In a meeting together with your business partner(s), identify which category each of the barriers you identified fall into.

Once you do that, navigate to the applicable category headings below for tips on how to resolve those barriers.

  1. Individual reflection is needed: When faced with big decisions each owner will have their own perspective on the matter. However, if each owner hasn’t had a chance to reflect on their own ideas, preferences, and boundaries, making a collaborative decision can be difficult. Try this: Take the time that you and your business partners need to individually reflect on the governing question(s) you could not decide on with a clear date for when you will next discuss the matter. Use a meeting deadline to keep everyone accountable to actually taking the time to reflect on the matter, so everyone can come to the next meeting prepared with formed ideas and thoughts for discussion.

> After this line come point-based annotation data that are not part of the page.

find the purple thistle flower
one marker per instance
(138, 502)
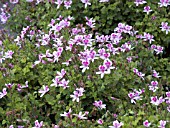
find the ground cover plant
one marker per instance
(85, 63)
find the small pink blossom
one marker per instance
(156, 101)
(146, 123)
(147, 9)
(102, 71)
(80, 116)
(164, 3)
(3, 93)
(138, 2)
(99, 104)
(38, 124)
(116, 124)
(86, 2)
(44, 90)
(100, 121)
(67, 114)
(162, 124)
(155, 74)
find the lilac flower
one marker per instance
(153, 86)
(3, 93)
(116, 124)
(165, 27)
(99, 104)
(135, 95)
(55, 82)
(19, 88)
(102, 71)
(156, 101)
(14, 1)
(168, 97)
(155, 74)
(4, 17)
(147, 9)
(108, 64)
(29, 0)
(100, 121)
(63, 83)
(138, 2)
(58, 2)
(148, 37)
(38, 124)
(78, 93)
(9, 54)
(67, 3)
(90, 22)
(140, 74)
(104, 1)
(9, 85)
(11, 126)
(162, 124)
(85, 65)
(44, 90)
(61, 74)
(146, 123)
(164, 3)
(67, 114)
(129, 59)
(86, 2)
(56, 126)
(158, 49)
(81, 116)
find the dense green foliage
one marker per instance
(26, 106)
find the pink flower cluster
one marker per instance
(135, 95)
(77, 94)
(165, 27)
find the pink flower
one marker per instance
(155, 74)
(108, 64)
(63, 83)
(67, 114)
(3, 93)
(86, 2)
(104, 1)
(44, 90)
(58, 2)
(147, 9)
(146, 123)
(129, 59)
(67, 3)
(164, 3)
(135, 95)
(11, 126)
(90, 22)
(9, 54)
(138, 2)
(162, 124)
(116, 124)
(61, 74)
(158, 49)
(99, 104)
(78, 93)
(100, 121)
(85, 65)
(38, 125)
(165, 27)
(81, 116)
(102, 71)
(156, 101)
(153, 86)
(14, 1)
(9, 85)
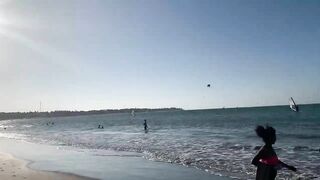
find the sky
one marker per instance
(110, 54)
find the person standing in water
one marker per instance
(266, 160)
(145, 126)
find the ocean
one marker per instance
(218, 141)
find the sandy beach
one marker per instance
(16, 169)
(52, 162)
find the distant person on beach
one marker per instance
(145, 126)
(266, 160)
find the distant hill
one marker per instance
(26, 115)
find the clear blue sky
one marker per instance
(81, 55)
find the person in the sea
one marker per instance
(145, 125)
(266, 160)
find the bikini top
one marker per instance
(273, 160)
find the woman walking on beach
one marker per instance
(266, 160)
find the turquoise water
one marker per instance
(217, 141)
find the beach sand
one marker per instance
(64, 163)
(15, 169)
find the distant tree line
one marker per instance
(36, 114)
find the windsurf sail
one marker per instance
(293, 105)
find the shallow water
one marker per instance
(217, 141)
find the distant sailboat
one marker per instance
(293, 105)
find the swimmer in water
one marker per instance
(266, 160)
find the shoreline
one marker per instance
(13, 168)
(61, 162)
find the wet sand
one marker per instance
(16, 169)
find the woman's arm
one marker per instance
(255, 161)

  2. Information is missing: You and your business partner(s) need more information before making a governing decision. This information may be externally sourced (e.g. researching democratic voting systems) or it may need to be internally gathered (e.g. creating a log of all owner contributions to the business thus far). Whichever the case may be, Try this: make a numbered list of what information you think is missing. Next to each item, identify who will be responsible for researching that information. Set a meeting time as the research deadline to discuss findings with the goal of making a decision on the matter. You can also reference the LLC Operating Agreement Detailed Sample for example terms and explanations for each governing question, as well as the C Corporation Sample Bylaws for corporation specific terms and the Preparing a Partnership Agreement for a General Partnership section of the Sole Proprietorship and General Partnership Fundamentals for general partnership specific considerations.

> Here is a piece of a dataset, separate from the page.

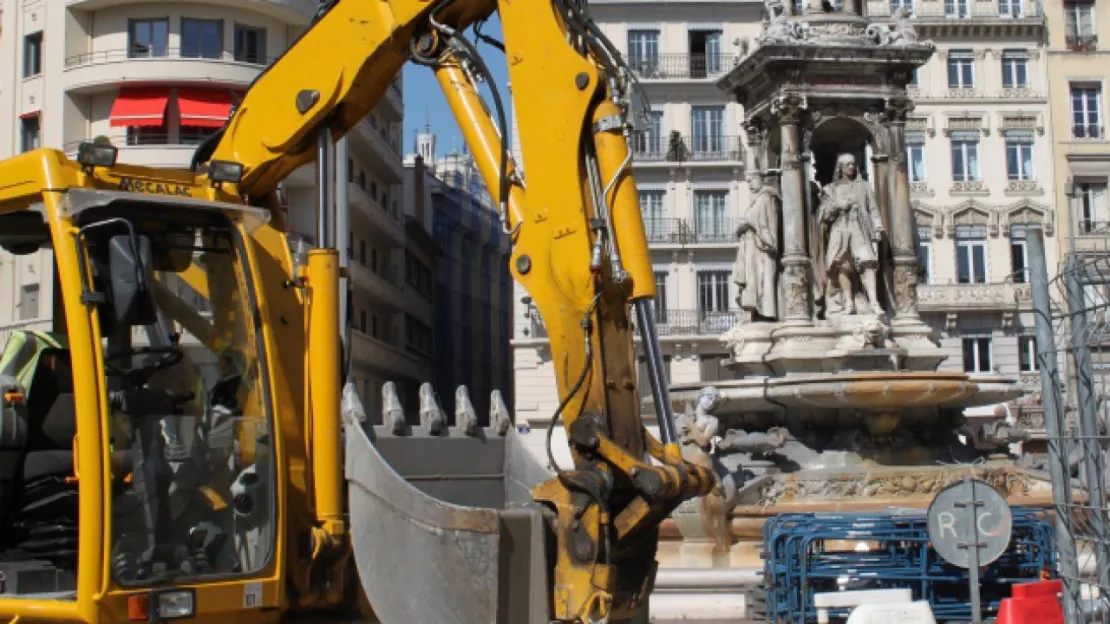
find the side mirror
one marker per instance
(130, 278)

  3. Technical support is needed: You may not be able to make a governing decision because you and your business partner(s) need to consult a technical support provider. This could be an accountant, a financial advisor, small business advisor, or attorney. Generally speaking, for the 17 governing questions, you and your partners will be the best source of wisdom for how you want the business governed. However, for the Round 4 questions on “Big Decisions” especially, you may want to consult an advisor. Try this: Write out the exact questions you need technical support to address (as you would pose it to the advisor), and next to each question identify the service provider/advisor you plan to seek support from. Then, identify which business partner will reach out to them and by what date.

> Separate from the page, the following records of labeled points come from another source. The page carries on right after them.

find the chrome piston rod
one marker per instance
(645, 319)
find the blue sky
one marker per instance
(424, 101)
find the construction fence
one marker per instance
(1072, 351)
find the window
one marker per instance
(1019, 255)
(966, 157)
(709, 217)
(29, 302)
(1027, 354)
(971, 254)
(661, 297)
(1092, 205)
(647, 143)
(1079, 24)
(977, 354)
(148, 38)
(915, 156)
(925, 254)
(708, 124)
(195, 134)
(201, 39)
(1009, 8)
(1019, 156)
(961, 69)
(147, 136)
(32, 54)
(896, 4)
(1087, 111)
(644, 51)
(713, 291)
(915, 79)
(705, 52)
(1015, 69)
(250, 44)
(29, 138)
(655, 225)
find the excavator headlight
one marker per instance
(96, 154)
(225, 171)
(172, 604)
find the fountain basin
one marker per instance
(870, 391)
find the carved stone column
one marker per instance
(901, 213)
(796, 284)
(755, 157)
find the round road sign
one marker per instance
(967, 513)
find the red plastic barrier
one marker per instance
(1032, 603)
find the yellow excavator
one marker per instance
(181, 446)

  4. More discussions need to be had with business partner(s): For the governing issues you haven’t discussed much at all or ever before, make a plan to have those discussions. If you couldn’t decide on a governing decision because you need to talk through the issue with your business partners some more, Try this: Make a list of those questions you need to discuss further. Schedule a follow up meeting and use that list as your agenda. Assign a notetake in the meeting to record ideas that emerge, decisions made, and next steps.

Tip: Before the meeting with an advisor, take some time to reframe your priority issues into questions for clear asks. Do you want general advice? Specific strategies? Examples of what other farmers and ranchers do? Identify what kind of advice you want, and reframe your priority into a question that invites that support.

After you’ve addressed each barrier and come to a decision for that governing question, move onto Step 6.